Hours spent ‘on the phone,’ every day
Medietilsynet’s new study also showed that 60 percent of young Norwegians aged 12 to 14 also have an iPad or some other form of tablet. All told, they spend an average of 108 minutes every day actively using their mobile phones, not so much to call and chat with people but to send messages, check Facebook and use other social media, which alone takes up an average three hours of their time every day.

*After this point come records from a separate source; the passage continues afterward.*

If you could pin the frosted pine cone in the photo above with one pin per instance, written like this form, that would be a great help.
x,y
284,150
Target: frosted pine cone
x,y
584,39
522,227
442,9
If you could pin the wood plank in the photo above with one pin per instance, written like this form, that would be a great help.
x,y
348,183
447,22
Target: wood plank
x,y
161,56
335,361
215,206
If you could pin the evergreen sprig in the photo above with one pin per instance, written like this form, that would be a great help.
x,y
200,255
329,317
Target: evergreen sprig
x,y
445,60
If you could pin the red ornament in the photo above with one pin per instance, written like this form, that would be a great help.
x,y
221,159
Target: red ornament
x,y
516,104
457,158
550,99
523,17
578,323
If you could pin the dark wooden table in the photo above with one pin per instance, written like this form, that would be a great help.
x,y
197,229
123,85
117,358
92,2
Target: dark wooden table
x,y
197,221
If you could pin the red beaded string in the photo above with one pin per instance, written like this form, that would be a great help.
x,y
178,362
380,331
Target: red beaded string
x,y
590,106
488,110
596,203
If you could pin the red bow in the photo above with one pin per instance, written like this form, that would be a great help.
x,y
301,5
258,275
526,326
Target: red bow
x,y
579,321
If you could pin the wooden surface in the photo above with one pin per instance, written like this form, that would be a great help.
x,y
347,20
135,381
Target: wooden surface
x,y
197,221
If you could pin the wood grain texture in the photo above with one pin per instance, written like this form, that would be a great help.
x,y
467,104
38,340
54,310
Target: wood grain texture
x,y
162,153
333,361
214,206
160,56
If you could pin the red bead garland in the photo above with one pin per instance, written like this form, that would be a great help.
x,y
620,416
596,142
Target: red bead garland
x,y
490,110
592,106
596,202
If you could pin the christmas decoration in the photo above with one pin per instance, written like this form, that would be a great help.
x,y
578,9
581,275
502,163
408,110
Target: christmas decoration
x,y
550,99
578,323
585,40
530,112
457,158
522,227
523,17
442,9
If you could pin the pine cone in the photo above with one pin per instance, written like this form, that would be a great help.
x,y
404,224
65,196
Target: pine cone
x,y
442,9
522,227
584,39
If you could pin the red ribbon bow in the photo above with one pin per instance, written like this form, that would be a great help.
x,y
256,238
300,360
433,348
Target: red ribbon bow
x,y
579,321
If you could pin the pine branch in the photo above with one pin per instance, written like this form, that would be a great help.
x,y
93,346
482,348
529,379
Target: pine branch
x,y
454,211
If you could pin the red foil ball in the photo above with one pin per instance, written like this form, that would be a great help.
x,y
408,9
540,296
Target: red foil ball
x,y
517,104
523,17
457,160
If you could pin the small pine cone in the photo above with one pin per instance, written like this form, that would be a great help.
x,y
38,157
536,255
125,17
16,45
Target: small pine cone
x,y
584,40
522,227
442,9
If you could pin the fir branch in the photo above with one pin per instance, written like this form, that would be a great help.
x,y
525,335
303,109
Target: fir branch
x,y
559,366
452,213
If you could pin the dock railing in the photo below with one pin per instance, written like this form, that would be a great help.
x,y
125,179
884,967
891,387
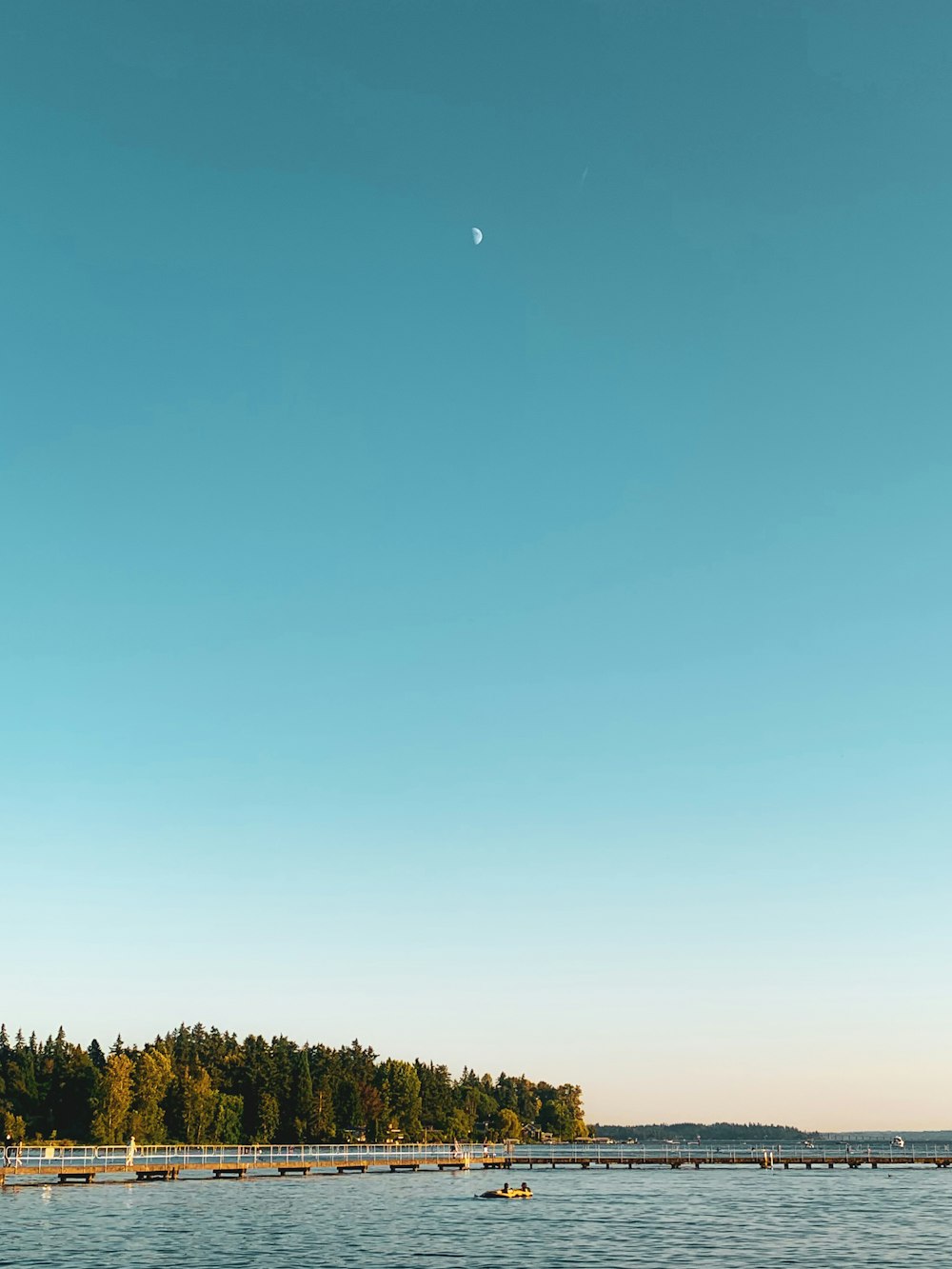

Nine out of 10 play computer games in their free time, with 70 percent of the boys and 40 percent of the girls saying they play games every day. But it’s social media, video services, search engines and music services that they use most often.

Some concerns
While fewer children are being subjected to electronic bullying, concerns are rising that the massive prevalence and use of smartphones among children is setting up a digital divide against the minority who don’t have smartphones, either because their parents can’t afford them, object to their use at such a young age or the children simply aren’t interested or know how to use them. One researcher told Norwegian Broadcasting (NRK) that she worries children who aren’t growing up with phones in their hands will have trouble at school and work later in life.

Others worry about exactly the opposite, that the children are growing up staring at phone and computer screens instead of learning to communicate face-to-face with people. The youngsters admit there are “good and bad sides” to the technological developments.

“It’s positive that there’s development, but it can be negative if people use it to take the easy way out,” Urdahl told Dagsavisen.